Qui sont les fondateurs de l’A.P.C. ?
La nouvelle coalition Alliance of Congolese Patriots a été lancée par des dirigeants qui travaillaient auparavant avec Yakutumba.
Les personnalités présentées comme étant à l’origine de la création de cette coalition sont :
- René Itongwa.
- Olivier Mtetezi Bolingo, représentant du FPDC-ML.
- Kako Banya, représentant de l’UNLC.
- Justin Mbavo Moya Nakalambi, représentant du FDCC/AP.
- Byobe Malenga, signataire de la déclaration annonçant cette division.
Ces dirigeants ont annoncé qu’ils ne s’inscrivaient plus dans la même ligne que la direction du VDP/Sud-Kivu, alors dirigée par William Amuri Yakutumba, et ont créé une nouvelle coalition visant à rassembler les groupes politiques et militaires mécontents du fonctionnement de la direction existante.
Les causes de la division des Wazalendo en deux camps
1. Les désaccords sur la conduite des opérations militaires
L’un des principaux problèmes évoqués pour expliquer la rupture de certains dirigeants des Wazalendo avec Yakutumba concerne la manière dont les opérations militaires étaient conduites.
Les fondateurs de l’A.P.C. affirment qu’il existait des problèmes de fonctionnement sur les lignes de front. Ils dénoncent également le fait qu’une zone sécuritaire importante de Ngandja aurait été placée au profit du CNPCC, le groupe de Yakutumba.
Dans cette déclaration, ils affirment que cette « privatisation » de la zone de Ngandja a amené certains dirigeants à estimer que les opérations de sécurité ne servaient plus les intérêts de tous, mais que certains groupes bénéficiaient d’un traitement privilégié.
Cette situation a accentué les tensions entre les dirigeants des différents groupes Wazalendo, faisant de la question de la gouvernance un facteur déclencheur des conflits politiques et militaires.
2. La gestion des ressources, des munitions et des aides de l’État
L’autre problème majeur soulevé par les opposants à Yakutumba concerne la gestion des ressources.
Les fondateurs de l’A.P.C. accusent la direction du VDP/Sud-Kivu de gérer de manière opaque les équipements militaires, les munitions et les aides qui auraient été destinés aux groupes Wazalendo et au gouvernement central.
Ils affirment également qu’il y aurait eu un manque de dialogue suffisant entre les coordinateurs des différents groupes, ce qui aurait progressivement réduit la confiance entre les dirigeants.
Cette question de la gestion des ressources figure parmi les raisons qui ont amené certains dirigeants à estimer qu’une nouvelle direction était nécessaire pour rassembler l’ensemble des groupes dans un cadre plus large.
3. Les tensions autour des taxes minières dans le territoire de Fizi
Parmi les autres problèmes majeurs évoqués figurent les taxes sur les ressources minières collectées dans différentes zones du territoire de Fizi.
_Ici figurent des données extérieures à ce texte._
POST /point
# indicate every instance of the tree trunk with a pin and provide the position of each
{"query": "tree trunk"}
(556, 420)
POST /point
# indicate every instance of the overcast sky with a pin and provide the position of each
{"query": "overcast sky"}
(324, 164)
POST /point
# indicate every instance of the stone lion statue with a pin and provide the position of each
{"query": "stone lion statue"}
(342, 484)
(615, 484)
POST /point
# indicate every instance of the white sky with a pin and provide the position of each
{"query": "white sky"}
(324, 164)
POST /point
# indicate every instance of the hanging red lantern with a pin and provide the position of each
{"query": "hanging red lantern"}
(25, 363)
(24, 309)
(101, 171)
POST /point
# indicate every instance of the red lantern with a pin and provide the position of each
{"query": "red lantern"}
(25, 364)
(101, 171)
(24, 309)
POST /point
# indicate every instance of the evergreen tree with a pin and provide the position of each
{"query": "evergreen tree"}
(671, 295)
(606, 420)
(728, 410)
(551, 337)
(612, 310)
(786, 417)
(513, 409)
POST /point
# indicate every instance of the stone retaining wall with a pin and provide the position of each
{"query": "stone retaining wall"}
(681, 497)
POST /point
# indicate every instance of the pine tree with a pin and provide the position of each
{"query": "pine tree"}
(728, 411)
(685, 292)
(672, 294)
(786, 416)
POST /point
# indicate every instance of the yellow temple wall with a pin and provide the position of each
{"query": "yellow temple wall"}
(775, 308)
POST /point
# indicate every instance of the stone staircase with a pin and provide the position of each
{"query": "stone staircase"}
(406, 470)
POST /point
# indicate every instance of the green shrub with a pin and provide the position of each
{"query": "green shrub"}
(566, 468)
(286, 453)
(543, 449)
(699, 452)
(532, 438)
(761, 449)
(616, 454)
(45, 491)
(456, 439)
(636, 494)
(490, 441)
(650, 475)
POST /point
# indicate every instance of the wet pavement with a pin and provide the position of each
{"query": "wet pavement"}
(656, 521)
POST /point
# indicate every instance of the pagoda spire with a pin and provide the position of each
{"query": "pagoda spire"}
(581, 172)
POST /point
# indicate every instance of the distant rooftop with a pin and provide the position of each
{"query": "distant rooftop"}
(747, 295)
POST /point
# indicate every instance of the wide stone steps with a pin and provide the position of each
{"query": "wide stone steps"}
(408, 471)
Les fondateurs de l’A.P.C. affirment que des taxes minières étaient collectées dans les zones suivantes :
- Misisi.
- Nyange.
- Ngalula.
- Mukera.
Ils accusent la direction de Yakutumba de monopoliser les taxes perçues dans différentes localités, affirmant que cela aurait conduit à une gestion inadéquate des ressources destinées aux activités d’intérêt général.
Cette question des ressources minières pourrait être l’un des facteurs ayant accentué les tensions entre les groupes Wazalendo, particulièrement dans un territoire de Fizi riche en minerais ayant une valeur importante dans l’économie mondiale.
Les accusations concernant les barrières et l’utilisation des fonds
Dans la déclaration des fondateurs de l’A.P.C., figurent également de graves accusations concernant les activités de sécurité et le fonctionnement des groupes armés.
Les opposants à Yakutumba affirment que des barrières auraient été installées et que de l’argent y aurait été perçu dans les zones de Mitindo, Ndolo et Lubichako, sans qu’ils sachent où ces fonds étaient destinés.
Ils affirment que ces barrières auraient principalement profité au groupe CNPCC.
Les fondateurs de l’A.P.C. accusent Yakutumba d’utiliser la jeunesse pour attiser la haine entre les populations des communautés Pfulero et Nyindu.
Ces accusations pourraient avoir des conséquences sur les relations entre les populations et sur la sécurité dans le territoire de Fizi.
Les accusations d’attaques et d’actes de représailles
Dans leur document, les fondateurs de l’A.P.C. affirment également que des attaques et des actes de représailles auraient été commis contre des dirigeants de différents groupes.
Ils évoquent une attaque qui aurait eu lieu en mars 2025 contre le Lt-Gen Kibukila Waseba Trésor Mtetezi, ainsi qu’une autre attaque qui aurait eu lieu en mai 2026 contre l’un des membres du groupe du Lt-Gen René Itongwa.
Ces accusations ont été rendues publiques par les fondateurs de l’A.P.C., mais jusqu’à présent, aucune réponse de Yakutumba concernant ces accusations portées contre sa direction n’a été rendue publique.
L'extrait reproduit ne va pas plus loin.